It was warmer in Central Europe: Hitler marched into Austria, France and Britain protested, crowds cheered in the Vienna streets, Jews were dragged from hiding, humiliated, and beaten. Sometimes they died from the beatings, sometimes from the humiliation. In Moscow, a new trial: Piatakov, Radek (Sobelsohn), Krestinsky, Yagoda, and Bukharin. Accused of conspiring with Nazi intelligence agents, accused of entering into secret agreements with the German government. The final sentence of Vyshinsky's summation had remained constant for three years: “Shoot the mad dogs!” And they did.
Szara dragged himself through his days and drank all the vodka he could find, craving anesthesia that eluded him; only the body went numb. He wanted to call Berlin but it was impossible—no words could leave Moscow. Slowly, the images of the attic room in the narrow house, too often summoned, lost reality. They were now too perfect, like mirages of water in the desert. Angry, lonely, he decided to make love to any woman who came along, but when he met women the signal system went awry and nothing happened.
At Abramov's direction, he attended a series of training schools— an endless repetition of dead-drops, codes and ciphers, forgery, and
the construction of false identities. It was all about paper, he realized, a world of paper. Identity cards, passports, embassy cables, maps of defensive positions, order-of-battle reports. A mirror image of a former life, when he'd also lived amid paper.
Sometimes he wrote for Nezhenko; Abramov insisted on that. Stories about progress, always progress; life was getting better and better. What did such drudgery do to the secret spirit that he imagined lived deep within him? Curiously, nothing. For an hour or two it did what it had to do, then returned to its hiding place. He tried a version of “The Okhrana's Mystery Man” and surprised himself, it positively
blazed.
He burned it.
He did see friends from time to time, those who remained, but no honest thing could be said and the accumulated caution and reserve strangled affection. Still, they met. Sometimes, finding themselves alone and unobserved, they spoke of what they'd seen and heard. Horror stories; separations, disappearances, failures of nerve. The light had gone out, it seemed, the very notion of heroism excised, the world now filled with soft, bruised, frightened people scheming over a few lumps of coal or a spoonful of sugar. You caught fear from friends, like a malady, and they caught it from you, and nobody suggested a cure.

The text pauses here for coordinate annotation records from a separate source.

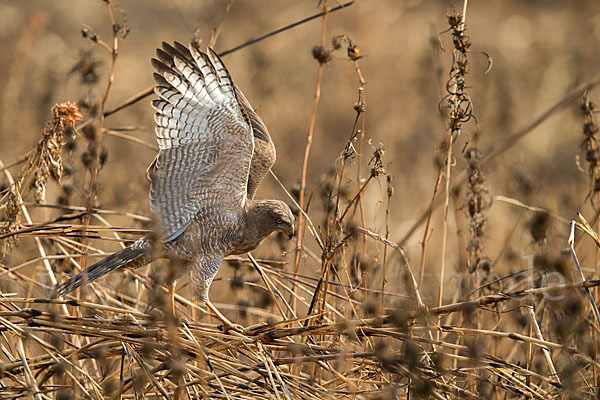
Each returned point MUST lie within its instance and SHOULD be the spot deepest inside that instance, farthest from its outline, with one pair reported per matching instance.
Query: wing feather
(205, 139)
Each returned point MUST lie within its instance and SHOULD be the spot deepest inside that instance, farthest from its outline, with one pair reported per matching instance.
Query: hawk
(214, 152)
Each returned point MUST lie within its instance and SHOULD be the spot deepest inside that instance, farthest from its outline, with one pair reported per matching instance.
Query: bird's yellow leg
(228, 324)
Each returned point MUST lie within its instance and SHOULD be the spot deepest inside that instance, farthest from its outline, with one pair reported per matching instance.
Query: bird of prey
(214, 152)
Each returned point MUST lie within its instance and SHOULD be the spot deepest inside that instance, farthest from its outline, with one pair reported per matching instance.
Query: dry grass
(407, 279)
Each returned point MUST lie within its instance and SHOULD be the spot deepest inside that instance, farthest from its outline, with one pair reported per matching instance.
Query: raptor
(214, 152)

Abramov was a rock, and Szara clung to him like a drowning man. They would sit in a warm office in Dzerzhinsky Square and the officer would teach him what he had to know. The principles of the work couldn't be spelled out precisely, you had to listen to anecdotes until you had an intuitive feel for what was effective and what wasn't. They discussed cities—some operations in Germany were run from neighboring countries, which meant cities like Geneva, Paris, Luxembourg, Amsterdam, Brussels. Prague was no longer a possibility. Warsaw was extremely dangerous; the Polish services were powerful and deft, had an astute understanding of Soviet operational habits. Brussels was best—espionage, as long as it wasn't aimed at the Belgian government, wasn't even illegal.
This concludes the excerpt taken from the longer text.